The compression algorithm relies on the observation that for many integer arrays, the probability distribution of a block of 128 entries is not uniform over all values that can be represented by the integer type. For example, an array of indices into a second array with 256 entries has entries that are bounded below by 0 and above by 255. This requires only eight bits per entry, rather than the 32 or 64 generally set aside for a usize index. The basic idea of the compression algorithm is to represent all of the entries in a block with a single minimum necessary bit width. This allows SIMD operations and manual loop unrolling to avoid branches to be used to accelerate encoding and decoding.

This approach does not perform well for probability distributions with outliers though, or for situations where the median value is nonzero. This crate provides three types that handle this situation by applying different initial transformations to the input integer array.

The Uniform type targets encoding and decoding speed.

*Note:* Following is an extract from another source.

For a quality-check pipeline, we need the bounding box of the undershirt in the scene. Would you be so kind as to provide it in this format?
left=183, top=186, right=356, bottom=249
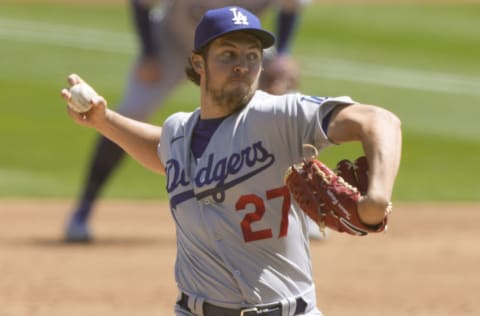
left=191, top=116, right=227, bottom=159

The only transformation is to subtract the minimum value from the entries, with the result that the compression depends only on the difference between the largest and smallest entries.

The Monotone type is specifically intended for arrays with monotone increasing entries. A blocks of entries is transformed into an offset and an array of differences of successive entries, and the array of differences is encoded by the approach above. The compression depends only on the largest entry in the difference array.

The Unimodal type performs the most extensive transformations and offers the most robust compression. The median value is subtracted from the entries, the entries are mapped to the unsigned integers by the zig-zag encoding, and the most significant bits of any outliers are removed and stored separately. The result is that the compression effectively depends only on the standard deviation of the probability distribution of the block entries.

Indexing

Indexing an object of the Uniform, Monotone or Unimodal types is not a simple pointer offset. Part of the header encodes the relative offsets to every block in a compressed form, with the result that random access via the Access trait is an O(log(idx)) operation, where idx is the value of the index (not the length of the array). The overhead of this part of the header is around a tenth of a bit per encoded integer.

If you need to access several nearby entries, consider accessing the range and indexing the returned vector for performance.

Safety

As a general rule, you should not decode or access objects of the Uniform, Monotone or Unimodal types from untrusted sources.

mayda performs wildly unsafe pointer operations during encoding and decoding. Changing the header information with mut_storage can cause data to be written to or read from arbitrary addresses in memory.

That said, the situation is the same for any of the data structures in the standard library (consider the set_len method of a Vec).

Re-exports

pub use self::error::Error;
pub use self::monotone::Monotone;
pub use self::uniform::Uniform;
pub use self::unimodal::Unimodal;
pub use self::utility::Access;
pub use self::utility::AccessInto;
pub use self::utility::Encode;

Modules

error

Defines the mayda::Error type. Currently only used for the return types of functions defined in the Encode trait, but intended to allow for more complex error handling in the future.

monotone

Monotone encoding of integer arrays. Intended for cases where the entries are monotonically increasing. Implemented for all primitive integer types.

uniform

Uniform encoding of integer arrays. Intended for cases where encoding and decoding speed is desired, or the probability distribution of the entries is uniform within certain bounds. Implemented for all primitive integer types.

unimodal

Unimodal encoding of integer arrays. Intended for cases where information about the probability distribution of the entries is not known, and the presence of outliers reduces the compression ratio of the other types. Implemented for all primitive integer types.

utility

Contains constants, enums, traits and functions used by all of the encoding types provided by the mayda crate.